El aire en la isla estaba cargado con el aroma del mar y la humedad de la selva. Azrael caminaba tras Eryx, sintiendo por primera vez el peso real de su cuerpo, la presión del suelo bajo sus pies descalzos. En el Cielo, no había necesidad de esfuerzo físico, pero aquí, en la Tierra, cada paso le recordaba que ahora era vulnerable, que su existencia ya no estaba dictada por la perfección divina.
El demonio no decía nada mientras avanzaban entre la espesura de la selva. Su andar era seguro, aunque su espalda seguía mostrando la tensión de quien ha vivido siempre en guardia. Azrael, en cambio, miraba a su alrededor con una mezcla de asombro y precaución. Todo era tan vibrante, tan efímero. Podía escuchar el canto de los insectos, el crujir de las hojas bajo sus pies y la respiración firme de Eryx, que parecía ignorar su presencia.
Finalmente, tras unos minutos de caminata, llegaron a un claro oculto entre los árboles. En el centro, una cabaña de madera improvisada se alzaba, vieja y gastada, pero firme. Eryx se detuvo frente a la entrada y giró para mirar a Azrael con expresión seria.
—No sé por qué sigues aquí —dijo finalmente—. No deberías estar en este mundo.
Azrael sostuvo su mirada, sintiendo la tensión entre ellos.
—Y tú tampoco —respondió con suavidad—. Pero aquí estamos.
Eryx chasqueó la lengua y apartó la vista. Empujó la puerta de la cabaña y entró, dejando la entrada abierta como una invitación silenciosa. Azrael dudó un momento antes de seguirlo.
El interior era sencillo, apenas unos muebles rudimentarios y una cama cubierta con telas gastadas. Había algunas velas esparcidas por la habitación, y un pequeño fuego ardía en una fogata improvisada. No había lujos, pero tampoco miseria. Era un refugio para alguien que no pertenecía a este mundo, al igual que Azrael.

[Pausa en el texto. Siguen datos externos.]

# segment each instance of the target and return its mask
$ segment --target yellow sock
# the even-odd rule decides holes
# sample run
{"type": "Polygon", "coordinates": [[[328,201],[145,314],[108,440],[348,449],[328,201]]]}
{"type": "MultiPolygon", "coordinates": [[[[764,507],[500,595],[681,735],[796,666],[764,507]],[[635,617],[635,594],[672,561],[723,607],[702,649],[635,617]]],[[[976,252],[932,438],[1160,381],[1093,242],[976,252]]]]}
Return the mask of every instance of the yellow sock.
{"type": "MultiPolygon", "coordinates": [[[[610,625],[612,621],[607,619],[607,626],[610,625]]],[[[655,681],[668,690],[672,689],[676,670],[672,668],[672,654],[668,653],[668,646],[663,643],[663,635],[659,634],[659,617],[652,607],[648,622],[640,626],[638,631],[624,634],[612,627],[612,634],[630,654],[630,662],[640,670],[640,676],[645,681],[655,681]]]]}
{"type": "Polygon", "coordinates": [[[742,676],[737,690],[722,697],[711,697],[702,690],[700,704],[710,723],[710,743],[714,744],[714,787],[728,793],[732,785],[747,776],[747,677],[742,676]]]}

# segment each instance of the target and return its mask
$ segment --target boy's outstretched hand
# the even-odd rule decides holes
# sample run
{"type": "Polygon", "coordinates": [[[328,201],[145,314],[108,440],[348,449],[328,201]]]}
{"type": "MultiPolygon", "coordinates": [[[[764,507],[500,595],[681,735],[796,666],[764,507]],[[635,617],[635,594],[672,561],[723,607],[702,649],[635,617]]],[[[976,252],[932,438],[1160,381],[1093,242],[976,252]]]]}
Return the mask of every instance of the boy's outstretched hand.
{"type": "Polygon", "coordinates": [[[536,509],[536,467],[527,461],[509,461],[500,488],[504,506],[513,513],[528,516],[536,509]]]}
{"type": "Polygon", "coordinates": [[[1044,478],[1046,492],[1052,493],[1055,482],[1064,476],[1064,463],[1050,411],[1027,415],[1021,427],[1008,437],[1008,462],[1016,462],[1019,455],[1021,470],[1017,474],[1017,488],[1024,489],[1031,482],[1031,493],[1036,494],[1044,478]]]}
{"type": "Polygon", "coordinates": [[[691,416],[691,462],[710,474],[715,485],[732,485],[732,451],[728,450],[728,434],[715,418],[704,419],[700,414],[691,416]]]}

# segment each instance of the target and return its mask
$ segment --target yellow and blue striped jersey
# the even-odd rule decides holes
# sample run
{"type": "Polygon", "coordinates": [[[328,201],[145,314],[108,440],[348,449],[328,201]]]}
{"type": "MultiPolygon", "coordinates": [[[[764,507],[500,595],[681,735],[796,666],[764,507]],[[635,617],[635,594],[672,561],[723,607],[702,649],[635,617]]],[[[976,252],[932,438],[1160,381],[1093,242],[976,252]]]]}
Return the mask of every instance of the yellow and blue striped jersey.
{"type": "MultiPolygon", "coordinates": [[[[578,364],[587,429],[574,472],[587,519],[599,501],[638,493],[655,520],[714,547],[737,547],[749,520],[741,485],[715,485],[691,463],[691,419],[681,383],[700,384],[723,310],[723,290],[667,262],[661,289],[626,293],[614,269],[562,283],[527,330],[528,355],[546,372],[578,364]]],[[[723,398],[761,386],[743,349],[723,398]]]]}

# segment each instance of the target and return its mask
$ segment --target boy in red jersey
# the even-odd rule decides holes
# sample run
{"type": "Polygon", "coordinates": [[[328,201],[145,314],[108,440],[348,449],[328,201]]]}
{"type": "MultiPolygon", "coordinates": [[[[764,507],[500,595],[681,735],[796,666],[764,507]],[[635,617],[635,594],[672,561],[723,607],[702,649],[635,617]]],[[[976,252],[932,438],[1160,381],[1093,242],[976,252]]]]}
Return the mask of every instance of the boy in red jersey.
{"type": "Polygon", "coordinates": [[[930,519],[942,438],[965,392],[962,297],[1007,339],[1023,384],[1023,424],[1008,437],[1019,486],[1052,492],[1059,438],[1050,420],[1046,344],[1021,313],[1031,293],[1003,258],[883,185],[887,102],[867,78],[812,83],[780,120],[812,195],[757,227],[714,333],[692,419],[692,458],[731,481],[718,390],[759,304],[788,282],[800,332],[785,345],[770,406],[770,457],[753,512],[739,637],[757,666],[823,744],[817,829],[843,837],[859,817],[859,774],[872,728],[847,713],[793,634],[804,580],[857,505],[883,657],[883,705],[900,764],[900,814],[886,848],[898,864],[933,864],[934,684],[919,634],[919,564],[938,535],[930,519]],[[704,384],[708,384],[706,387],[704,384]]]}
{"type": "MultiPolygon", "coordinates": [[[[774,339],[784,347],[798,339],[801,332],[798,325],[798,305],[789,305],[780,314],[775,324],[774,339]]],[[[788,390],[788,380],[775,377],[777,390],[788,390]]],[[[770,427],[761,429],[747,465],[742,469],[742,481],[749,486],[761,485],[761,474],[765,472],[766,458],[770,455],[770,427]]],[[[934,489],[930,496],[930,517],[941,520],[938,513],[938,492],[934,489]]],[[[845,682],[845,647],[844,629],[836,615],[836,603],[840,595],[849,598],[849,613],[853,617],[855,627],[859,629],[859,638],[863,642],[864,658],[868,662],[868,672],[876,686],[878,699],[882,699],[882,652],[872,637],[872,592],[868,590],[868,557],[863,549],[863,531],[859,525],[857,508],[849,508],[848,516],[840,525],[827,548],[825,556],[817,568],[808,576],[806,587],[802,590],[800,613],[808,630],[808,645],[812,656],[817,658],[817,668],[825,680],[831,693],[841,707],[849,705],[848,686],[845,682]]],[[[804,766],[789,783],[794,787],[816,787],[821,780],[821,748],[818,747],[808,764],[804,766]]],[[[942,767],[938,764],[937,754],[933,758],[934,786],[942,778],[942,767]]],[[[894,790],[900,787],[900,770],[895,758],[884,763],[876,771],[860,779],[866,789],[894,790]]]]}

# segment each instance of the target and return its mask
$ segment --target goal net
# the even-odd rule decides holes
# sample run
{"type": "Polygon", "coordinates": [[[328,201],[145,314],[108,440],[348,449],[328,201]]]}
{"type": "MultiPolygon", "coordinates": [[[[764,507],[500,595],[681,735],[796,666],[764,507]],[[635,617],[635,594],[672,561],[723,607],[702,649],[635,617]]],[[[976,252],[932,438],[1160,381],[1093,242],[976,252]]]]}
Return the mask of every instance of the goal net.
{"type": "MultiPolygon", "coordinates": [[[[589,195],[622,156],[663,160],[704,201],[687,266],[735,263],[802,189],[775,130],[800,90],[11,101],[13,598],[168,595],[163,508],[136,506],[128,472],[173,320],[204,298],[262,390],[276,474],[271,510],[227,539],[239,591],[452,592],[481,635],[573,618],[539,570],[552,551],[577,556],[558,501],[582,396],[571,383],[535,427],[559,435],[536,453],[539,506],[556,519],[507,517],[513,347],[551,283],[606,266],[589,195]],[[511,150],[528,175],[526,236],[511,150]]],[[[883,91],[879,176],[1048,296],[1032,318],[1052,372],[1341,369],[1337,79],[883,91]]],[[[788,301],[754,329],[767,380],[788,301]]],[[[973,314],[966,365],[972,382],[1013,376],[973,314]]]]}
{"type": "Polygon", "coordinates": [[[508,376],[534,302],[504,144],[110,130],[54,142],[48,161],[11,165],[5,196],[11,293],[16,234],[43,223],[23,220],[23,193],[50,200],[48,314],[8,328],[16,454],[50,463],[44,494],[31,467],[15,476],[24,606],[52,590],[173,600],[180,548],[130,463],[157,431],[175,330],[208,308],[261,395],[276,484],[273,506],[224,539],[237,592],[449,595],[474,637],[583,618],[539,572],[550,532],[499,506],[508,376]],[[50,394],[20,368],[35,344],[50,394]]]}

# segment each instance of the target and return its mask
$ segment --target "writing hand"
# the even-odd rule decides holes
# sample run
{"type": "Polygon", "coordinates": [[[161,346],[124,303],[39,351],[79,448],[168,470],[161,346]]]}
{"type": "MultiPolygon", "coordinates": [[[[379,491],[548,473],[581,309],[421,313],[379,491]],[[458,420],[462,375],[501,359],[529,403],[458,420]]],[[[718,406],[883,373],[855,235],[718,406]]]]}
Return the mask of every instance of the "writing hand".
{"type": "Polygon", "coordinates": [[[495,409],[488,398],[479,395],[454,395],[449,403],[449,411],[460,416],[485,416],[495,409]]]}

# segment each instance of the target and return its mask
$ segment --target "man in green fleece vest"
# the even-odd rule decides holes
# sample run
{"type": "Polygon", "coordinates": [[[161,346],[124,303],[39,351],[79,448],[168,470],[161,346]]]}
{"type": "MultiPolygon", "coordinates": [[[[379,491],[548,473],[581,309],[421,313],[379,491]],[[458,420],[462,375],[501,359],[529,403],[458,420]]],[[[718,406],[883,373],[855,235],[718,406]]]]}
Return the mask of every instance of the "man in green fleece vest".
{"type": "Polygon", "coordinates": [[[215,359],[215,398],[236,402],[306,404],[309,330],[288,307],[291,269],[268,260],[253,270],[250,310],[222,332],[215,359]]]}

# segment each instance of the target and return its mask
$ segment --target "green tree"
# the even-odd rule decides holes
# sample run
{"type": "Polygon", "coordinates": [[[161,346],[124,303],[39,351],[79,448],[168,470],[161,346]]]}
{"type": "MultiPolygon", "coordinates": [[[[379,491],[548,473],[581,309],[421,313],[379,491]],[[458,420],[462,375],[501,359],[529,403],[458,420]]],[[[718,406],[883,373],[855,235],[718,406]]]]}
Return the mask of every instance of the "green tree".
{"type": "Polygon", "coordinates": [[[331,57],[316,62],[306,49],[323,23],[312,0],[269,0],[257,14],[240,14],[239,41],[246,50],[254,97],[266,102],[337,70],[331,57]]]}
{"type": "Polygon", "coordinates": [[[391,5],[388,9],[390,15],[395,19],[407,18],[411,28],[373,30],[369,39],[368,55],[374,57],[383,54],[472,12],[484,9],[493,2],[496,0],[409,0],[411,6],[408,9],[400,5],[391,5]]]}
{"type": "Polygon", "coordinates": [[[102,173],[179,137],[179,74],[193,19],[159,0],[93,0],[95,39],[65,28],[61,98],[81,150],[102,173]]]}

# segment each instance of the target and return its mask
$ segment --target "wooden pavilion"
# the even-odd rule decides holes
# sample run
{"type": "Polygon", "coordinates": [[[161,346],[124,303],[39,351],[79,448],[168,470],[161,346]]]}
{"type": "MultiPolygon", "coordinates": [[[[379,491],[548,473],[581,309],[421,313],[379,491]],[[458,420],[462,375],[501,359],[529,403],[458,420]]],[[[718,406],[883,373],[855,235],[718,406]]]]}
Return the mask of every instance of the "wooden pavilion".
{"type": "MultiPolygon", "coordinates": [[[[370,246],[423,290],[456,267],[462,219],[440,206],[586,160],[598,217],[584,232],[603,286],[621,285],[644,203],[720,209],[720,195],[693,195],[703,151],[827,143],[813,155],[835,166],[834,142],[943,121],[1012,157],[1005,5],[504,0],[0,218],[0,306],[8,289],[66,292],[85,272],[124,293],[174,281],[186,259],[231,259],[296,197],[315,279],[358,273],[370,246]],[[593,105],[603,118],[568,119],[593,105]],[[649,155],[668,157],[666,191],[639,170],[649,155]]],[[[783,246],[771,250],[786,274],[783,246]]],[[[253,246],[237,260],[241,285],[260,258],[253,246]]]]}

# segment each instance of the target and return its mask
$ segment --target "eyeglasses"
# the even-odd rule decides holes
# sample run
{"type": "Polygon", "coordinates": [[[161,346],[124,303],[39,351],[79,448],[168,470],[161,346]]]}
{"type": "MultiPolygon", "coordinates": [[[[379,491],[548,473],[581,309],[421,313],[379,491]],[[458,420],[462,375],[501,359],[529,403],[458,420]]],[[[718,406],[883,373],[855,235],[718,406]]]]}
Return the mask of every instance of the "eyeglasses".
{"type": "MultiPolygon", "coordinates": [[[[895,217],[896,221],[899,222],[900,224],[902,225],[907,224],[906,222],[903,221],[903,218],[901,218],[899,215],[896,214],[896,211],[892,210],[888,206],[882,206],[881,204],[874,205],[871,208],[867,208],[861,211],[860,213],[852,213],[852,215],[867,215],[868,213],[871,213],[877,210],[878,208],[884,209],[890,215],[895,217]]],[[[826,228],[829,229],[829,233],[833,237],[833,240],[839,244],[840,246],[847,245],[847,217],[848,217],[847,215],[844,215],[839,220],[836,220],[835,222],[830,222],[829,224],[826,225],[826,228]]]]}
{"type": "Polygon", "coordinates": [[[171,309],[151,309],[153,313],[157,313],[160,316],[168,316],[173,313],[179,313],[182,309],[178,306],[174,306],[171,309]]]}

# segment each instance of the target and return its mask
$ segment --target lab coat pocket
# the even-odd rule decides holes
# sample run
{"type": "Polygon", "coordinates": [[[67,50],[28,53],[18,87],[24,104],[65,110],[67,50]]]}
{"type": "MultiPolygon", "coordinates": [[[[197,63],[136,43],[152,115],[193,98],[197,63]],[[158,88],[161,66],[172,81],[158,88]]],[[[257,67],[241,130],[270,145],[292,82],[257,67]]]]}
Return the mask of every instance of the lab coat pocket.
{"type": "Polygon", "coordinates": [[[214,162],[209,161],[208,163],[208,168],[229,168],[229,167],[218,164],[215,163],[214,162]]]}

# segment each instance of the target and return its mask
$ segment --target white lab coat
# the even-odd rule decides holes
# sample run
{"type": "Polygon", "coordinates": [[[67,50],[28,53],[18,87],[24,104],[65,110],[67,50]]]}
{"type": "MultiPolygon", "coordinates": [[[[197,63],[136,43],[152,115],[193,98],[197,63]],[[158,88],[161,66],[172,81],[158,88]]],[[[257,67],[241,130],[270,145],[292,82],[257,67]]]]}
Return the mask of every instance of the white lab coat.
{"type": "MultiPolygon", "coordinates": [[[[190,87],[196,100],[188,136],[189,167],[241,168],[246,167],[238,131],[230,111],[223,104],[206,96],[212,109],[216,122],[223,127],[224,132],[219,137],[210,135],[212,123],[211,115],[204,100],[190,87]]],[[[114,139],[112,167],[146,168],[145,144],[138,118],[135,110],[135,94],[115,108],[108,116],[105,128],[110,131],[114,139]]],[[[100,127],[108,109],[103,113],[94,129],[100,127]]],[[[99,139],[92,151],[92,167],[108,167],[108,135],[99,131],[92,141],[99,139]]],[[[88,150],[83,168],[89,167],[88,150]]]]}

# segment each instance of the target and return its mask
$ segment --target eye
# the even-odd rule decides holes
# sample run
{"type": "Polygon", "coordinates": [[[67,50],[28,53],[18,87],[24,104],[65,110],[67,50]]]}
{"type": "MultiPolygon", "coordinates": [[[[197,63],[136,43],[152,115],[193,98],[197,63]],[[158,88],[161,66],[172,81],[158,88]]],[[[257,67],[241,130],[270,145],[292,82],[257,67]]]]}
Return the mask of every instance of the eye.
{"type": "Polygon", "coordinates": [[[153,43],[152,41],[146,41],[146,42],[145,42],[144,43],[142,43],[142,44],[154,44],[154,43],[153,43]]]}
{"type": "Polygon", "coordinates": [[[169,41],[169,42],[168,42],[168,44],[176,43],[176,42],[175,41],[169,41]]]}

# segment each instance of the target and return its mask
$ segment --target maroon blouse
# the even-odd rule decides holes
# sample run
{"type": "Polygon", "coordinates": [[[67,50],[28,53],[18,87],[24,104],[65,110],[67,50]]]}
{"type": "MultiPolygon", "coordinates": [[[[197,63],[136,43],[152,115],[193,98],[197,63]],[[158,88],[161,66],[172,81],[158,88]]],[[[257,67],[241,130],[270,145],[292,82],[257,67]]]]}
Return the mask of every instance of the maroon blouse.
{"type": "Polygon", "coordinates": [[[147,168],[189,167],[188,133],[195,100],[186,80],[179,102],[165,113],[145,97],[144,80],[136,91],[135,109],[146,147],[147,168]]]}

—¿Cómo lograste sobrevivir aquí? —preguntó el ángel, observando la habitación con curiosidad.
Eryx se dejó caer en una silla de madera y apoyó los codos sobre sus rodillas, frotándose el rostro con una mano.
—Los humanos no miran demasiado hacia donde no quieren ver —respondió con un deje de cansancio—. He aprendido a mezclarme cuando es necesario. Cazar cuando no tengo opción. Mantenerme alejado de ellos.
Azrael frunció el ceño.
—¿No te has sentido… solo?
Eryx dejó escapar una risa seca, casi burlona.
—No me conoces, ángel. La soledad es lo único que siempre ha estado conmigo.
Azrael sintió algo dentro de él removerse ante esas palabras. No era lástima, pero sí algo cercano a la empatía. Él mismo había vivido en un reino donde todo era paz y perfección, y sin embargo, nunca había sentido que pertenecía allí. Tal vez Eryx no era tan diferente de él como pensaba.
Un largo silencio se instaló entre ellos. Azrael se acercó al fuego y extendió una mano hacia las llamas, observando con fascinación cómo el calor acariciaba su piel.
—Duele, pero también es cálido —murmuró, más para sí mismo que para Eryx.
El demonio lo miró de reojo.
—Todo lo que vale la pena sentir en este mundo duele —dijo con seriedad—. ¿Estás seguro de que quieres experimentarlo?
Azrael giró el rostro hacia él, y en su mirada ya no había duda.
—Sí.
Eryx sostuvo su mirada un instante más, como si buscara alguna grieta en su determinación. Pero el ángel no titubeó.
—Bien —dijo el demonio finalmente, recostándose en su silla—. Entonces prepárate. Porque aquí, la vida no tiene misericordia.
Azrael no respondió. Pero en su interior, algo le decía que su verdadera prueba apenas comenzaba.